In the past, the phylogenetic tree method was used to represent the historical relationships of groups of organisms, usually species, and each group was called a taxon (plural taxa). Charles Darwin introduced the idea of a “phylogenetic tree” of phylogeny in his influential book, Origin of Species (1859). Until the 70s and 20s these relationships were based solely on morphological features from existing taxa and fossil sites. With the advent of molecular sequences, new data grew to incredible levels creating a whole new picture in taxonomy.
We can simply understand that the phylogenetic tree consists of two elements, nodes and branches. A branch is a line connecting 2 nodes. Nodules can be external or internal. As shown in Figure 2: the notes F42nagami, F43 quat, F44hanhMK and M37duong are external notes. The note Mk8Camsan, M11Waly Tangerine…M4ClemenD is the inner note.
Bootstrap index: is the frequency of occurrence of a group (cluster) on the number of times the schema is set up. The unit of measure is % (percent). According to Felsenstein (1985) bootstrap is a support tool for building phylogenetic trees. The bootstrap index represents the reliability of the group membership of the phylogenetic tree, .
Consistency Index (CI): is a measure of the compatibility between any tree out of the total number of analyzed trees with the least total number of branches. The CI value ranges from 1.0 (maximum compatible) to 0 (least compatible). The larger the CI value, the more reliable the results are.
The CI index is calculated by the formula: CI = M/S
M: smallest possible number of trait changes (rank) in any phylogenetic tree.
S: the actual number of trait changes (ranks) in the phylogenetic tree in question (the phylogenetic tree already explains all the trait distributions of the cultivar to be classified).
RI (Retention Index): the index showing the number of similar traits of 2 or more varieties of the same ancestor on the taxonomic tree.
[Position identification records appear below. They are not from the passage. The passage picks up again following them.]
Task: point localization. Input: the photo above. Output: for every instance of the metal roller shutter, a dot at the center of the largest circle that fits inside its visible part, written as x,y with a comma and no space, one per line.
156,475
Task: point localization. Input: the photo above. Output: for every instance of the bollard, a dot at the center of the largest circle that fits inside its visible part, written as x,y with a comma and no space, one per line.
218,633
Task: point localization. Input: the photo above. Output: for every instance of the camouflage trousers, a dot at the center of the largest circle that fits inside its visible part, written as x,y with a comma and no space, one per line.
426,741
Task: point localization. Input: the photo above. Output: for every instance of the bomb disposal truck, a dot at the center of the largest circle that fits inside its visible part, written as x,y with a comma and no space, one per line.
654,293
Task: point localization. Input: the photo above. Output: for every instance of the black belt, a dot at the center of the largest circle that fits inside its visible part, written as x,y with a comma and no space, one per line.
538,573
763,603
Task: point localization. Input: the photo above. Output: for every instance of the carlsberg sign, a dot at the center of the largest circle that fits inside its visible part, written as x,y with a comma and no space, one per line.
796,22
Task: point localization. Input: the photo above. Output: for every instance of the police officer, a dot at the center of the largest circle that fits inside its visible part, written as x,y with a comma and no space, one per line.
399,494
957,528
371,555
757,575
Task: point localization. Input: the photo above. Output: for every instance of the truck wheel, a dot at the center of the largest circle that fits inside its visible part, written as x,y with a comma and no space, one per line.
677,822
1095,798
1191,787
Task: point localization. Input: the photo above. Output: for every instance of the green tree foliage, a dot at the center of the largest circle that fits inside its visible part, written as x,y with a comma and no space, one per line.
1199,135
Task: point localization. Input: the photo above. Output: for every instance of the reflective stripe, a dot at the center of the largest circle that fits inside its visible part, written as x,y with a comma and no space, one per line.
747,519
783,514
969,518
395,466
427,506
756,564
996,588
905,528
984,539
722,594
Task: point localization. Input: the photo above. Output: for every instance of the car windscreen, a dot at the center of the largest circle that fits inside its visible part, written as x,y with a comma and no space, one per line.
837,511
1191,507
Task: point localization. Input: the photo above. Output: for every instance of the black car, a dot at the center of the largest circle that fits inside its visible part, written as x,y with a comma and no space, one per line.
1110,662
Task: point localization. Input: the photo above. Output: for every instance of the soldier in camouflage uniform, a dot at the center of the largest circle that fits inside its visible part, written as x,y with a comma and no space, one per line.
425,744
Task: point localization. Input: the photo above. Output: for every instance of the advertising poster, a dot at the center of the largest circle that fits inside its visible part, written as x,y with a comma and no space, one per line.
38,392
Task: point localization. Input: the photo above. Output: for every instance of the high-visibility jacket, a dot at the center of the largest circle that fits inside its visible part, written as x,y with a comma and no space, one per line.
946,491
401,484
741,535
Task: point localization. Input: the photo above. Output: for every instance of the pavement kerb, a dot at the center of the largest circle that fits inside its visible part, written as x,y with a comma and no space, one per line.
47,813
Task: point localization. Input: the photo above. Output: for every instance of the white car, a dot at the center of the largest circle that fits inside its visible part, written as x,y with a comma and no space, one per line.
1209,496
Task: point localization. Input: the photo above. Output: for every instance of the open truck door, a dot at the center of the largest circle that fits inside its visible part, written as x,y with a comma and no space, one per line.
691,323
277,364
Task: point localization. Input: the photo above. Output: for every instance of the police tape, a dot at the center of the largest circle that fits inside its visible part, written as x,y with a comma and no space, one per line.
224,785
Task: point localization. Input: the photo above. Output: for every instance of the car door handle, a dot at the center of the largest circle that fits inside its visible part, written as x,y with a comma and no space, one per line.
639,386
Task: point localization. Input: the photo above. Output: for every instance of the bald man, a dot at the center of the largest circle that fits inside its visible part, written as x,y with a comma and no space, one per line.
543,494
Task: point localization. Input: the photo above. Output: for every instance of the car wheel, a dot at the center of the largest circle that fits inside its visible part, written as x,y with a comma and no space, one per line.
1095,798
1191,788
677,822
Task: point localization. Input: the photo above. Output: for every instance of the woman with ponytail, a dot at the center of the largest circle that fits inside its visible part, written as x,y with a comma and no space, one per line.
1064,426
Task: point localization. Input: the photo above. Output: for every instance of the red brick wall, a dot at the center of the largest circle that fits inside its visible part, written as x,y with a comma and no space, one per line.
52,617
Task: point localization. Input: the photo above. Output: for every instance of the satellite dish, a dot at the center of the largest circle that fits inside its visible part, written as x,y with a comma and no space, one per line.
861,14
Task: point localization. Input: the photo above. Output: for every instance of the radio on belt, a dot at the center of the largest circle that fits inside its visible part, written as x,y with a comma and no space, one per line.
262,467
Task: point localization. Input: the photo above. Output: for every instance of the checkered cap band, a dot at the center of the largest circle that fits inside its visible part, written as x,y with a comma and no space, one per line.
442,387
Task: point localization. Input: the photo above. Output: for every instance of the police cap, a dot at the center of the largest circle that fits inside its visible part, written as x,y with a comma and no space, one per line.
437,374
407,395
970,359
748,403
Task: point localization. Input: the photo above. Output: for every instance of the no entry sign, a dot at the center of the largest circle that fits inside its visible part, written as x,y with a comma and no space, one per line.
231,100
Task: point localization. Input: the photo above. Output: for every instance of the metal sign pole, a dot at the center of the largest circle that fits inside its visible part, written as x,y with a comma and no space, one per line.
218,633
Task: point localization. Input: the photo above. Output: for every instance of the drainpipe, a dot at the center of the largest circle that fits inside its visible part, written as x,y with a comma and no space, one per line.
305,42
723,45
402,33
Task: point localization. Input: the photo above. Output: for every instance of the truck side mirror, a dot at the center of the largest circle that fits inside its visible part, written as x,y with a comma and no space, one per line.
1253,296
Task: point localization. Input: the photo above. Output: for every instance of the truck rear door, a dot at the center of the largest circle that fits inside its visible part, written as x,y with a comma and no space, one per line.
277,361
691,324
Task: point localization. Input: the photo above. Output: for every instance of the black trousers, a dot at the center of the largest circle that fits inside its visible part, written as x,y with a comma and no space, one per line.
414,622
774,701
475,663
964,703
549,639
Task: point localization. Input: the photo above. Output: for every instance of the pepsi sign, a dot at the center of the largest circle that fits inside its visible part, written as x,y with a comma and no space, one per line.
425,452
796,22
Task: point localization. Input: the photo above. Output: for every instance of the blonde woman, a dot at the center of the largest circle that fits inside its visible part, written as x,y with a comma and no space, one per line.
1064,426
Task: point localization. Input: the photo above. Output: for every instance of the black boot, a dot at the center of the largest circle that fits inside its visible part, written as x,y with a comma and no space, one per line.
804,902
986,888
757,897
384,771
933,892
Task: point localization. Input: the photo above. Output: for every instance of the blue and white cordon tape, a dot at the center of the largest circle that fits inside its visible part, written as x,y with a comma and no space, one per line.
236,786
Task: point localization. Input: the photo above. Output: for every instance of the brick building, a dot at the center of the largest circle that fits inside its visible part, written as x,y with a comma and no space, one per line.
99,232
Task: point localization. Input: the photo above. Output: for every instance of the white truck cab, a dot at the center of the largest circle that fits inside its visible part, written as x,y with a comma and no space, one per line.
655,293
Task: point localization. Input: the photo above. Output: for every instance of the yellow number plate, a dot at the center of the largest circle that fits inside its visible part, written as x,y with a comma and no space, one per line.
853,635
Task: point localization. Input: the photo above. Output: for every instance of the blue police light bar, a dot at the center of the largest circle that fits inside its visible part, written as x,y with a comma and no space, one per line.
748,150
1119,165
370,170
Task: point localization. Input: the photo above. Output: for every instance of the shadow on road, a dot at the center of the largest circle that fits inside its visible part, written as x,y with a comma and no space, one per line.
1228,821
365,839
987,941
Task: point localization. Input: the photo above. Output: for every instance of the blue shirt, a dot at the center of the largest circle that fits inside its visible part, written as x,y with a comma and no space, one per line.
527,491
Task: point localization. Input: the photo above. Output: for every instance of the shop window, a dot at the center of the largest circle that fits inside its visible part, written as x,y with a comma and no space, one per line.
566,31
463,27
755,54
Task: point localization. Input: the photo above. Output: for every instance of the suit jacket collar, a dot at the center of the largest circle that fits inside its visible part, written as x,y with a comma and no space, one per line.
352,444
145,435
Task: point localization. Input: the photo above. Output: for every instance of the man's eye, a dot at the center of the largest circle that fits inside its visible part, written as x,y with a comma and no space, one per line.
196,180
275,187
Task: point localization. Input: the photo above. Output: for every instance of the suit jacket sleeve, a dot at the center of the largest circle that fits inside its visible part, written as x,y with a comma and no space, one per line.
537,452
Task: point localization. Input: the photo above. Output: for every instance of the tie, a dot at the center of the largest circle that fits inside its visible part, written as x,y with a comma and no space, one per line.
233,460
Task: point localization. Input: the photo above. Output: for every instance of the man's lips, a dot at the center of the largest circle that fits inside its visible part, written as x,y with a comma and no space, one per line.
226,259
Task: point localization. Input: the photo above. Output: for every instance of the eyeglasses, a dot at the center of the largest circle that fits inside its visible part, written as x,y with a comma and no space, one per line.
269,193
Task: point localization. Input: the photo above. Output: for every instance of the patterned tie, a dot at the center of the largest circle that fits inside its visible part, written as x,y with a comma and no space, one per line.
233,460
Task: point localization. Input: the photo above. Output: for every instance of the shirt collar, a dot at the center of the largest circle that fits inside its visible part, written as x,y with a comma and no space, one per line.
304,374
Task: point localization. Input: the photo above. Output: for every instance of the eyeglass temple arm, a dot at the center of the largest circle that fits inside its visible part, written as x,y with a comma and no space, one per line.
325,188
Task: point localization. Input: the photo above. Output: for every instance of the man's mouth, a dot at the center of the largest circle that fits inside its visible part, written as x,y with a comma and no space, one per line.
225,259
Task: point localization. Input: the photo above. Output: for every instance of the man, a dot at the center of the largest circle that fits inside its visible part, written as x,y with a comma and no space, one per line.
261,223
There are three groups of methods commonly used to draw phylogenetic tree structures from a matrix.
– Distance methods – group of distance methods: Distance is the evolutionary distance between pairs of objects being compared.
– Maximum parsimony method – the method of maximum parsimony. This method will select the evolutionary tree that meets the condition that the number of modified features must be the lowest to explain the observed data. The Maximum parsimony method assumes that the best evolutionary tree that best describes the evolutionary process is the tree that describes the species that are least variable, i.e., have the least mutations. has the lowest score (reckless) according to a predefined criterion (Hall, 2001).
Maximum Likelihood methods – This group of methods is based on a mathematical function that calculates the probability that an evolutionary tree is made up of observed data. This function allows the integration of the evolutionary processes of the feature into a probabilistic model. The maximal rationality method selects the maximum evolutionary tree that, when observing the data under a certain model, has the maximum probability (Hall, 2001).